The spread on 11 February was 1.35 percentage points. Putting this into the estimated equation yields a value of -1.32, implying a 9.3% probability of a recession within the next year. This is a slightly different probability than that reported in this post due to the flattening of the yield curve since January 11th, and a slightly different sample period (the previous used 1970-2013).
Professor Chinn,
Are you using zeros or NA for the NBER recession index past the June 2014 last entry by NBER of June 2014? I am trying to match your data am having trouble getting the same results as you did. My coefficient on the spread is close at -0.84, but my constant is different at 0-.26, using data from 1986m01 to 2015m12 and a T10Y3m(-12) entry.
AS: I realize now that I had “NA” entries for 2015M03-2015M12. I have set those entries to zero, and re-run the regressions. The new results (only very slightly altered) are now reported. Thanks for catching that.
Also note that when the sample is 1986M01-2015M12, then this includes yield spread from 1985M12.
Professor Chinn,
Using T10Y3M from 1985m12 to 2015m12 shows an output of 361 observations. Also, using the Probit model of: “Recession c T10Y3m(-12)” gives me an output of Prob(recession=1)t = -0.262 – 0.850 x T10Y3M . Evaluating the equation at the February spread of 1.35 percentage points, with recession equal to USRECM and using Norm S Dist I calculate a probability of recession of 7.9%. Thus, I seem to have gone astray.

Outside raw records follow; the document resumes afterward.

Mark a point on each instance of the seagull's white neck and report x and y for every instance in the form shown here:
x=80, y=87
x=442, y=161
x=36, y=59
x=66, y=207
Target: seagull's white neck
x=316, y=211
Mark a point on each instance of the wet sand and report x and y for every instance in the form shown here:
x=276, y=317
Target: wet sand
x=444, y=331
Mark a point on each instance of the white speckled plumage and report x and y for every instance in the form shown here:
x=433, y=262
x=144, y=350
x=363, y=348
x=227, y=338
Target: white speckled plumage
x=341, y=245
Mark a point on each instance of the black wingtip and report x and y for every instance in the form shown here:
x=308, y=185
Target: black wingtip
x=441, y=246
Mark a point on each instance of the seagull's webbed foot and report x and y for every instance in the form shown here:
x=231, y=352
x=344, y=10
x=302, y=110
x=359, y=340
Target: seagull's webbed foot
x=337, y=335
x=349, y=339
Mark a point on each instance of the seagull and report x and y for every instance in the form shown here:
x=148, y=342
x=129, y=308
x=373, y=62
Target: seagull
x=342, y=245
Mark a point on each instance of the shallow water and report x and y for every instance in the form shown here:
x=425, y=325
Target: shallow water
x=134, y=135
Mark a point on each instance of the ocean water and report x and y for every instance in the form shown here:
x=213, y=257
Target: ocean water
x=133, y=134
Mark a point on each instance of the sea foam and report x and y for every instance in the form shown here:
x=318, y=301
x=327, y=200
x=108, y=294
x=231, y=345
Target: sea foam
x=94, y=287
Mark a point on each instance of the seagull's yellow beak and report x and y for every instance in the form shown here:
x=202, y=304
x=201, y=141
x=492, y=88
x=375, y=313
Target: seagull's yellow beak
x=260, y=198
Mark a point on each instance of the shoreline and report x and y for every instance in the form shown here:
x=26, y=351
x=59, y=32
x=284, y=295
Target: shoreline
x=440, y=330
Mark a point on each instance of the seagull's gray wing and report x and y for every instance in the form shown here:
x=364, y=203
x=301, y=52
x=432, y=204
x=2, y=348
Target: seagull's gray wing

AS: In EViews set smpl to 1986M01-2015M12. Since the spread is lagged 12 months, then you should end up with 360 observations. In addition, I’m using a manually generated spread, subtracting TB3MS from GS10. Not sure if you are using the same. Then we should get to similar results.
Professor Chinn,
When I switched to using the secondary market 3 month TB data series, my calculations came close to yours at a forecast of 9.5%. Hopefully, I am not making a simple mistake. Perhaps different machines can have slightly different results for non linear calculations?
A learning question about the use of the secondary market data series, rather than using the FRED series of “T10Y3M”: Why use the secondary market data instead of the FRED series?
Thanks
AS: At this short of a horizon, I think the actually reported figures are better than (an estimated) constant maturity. At the ten year horizon, the difference between the on-the-run 10 year and 10 year constant maturity can be more substantial.
Professor Chinn, thank you for an interesting post – in using the yield curve to predict recessions, my rusty recollection was that some years ago Jonathan Wright estimated a yield curve model where he found that adding in the level of the funds rate improved the fit – as an aside, with the funds rate at zero over recent years, do you think it would be worthwhile/valid to use the Wu-Xia shadow policy rate instead in extending the yield curve model? Thanks very much
Kdavies: My recollection agrees with yours — that Wright found the level of the short rate to be important. In my sample which has a much bigger weight on data from the zero lower bound (first, I think I start later than Wright, in 1986, second I have additional data up to 2015M12), the short rate level does not enter with statistical significance. Hence, I didn’t use that specification.
I would be wary of adding in the shadow rate as a level variable and to calculate the spread w/o thinking hard, since the Wu-Xia version of the shadow rate is inferred from the term structure.
Thanks very much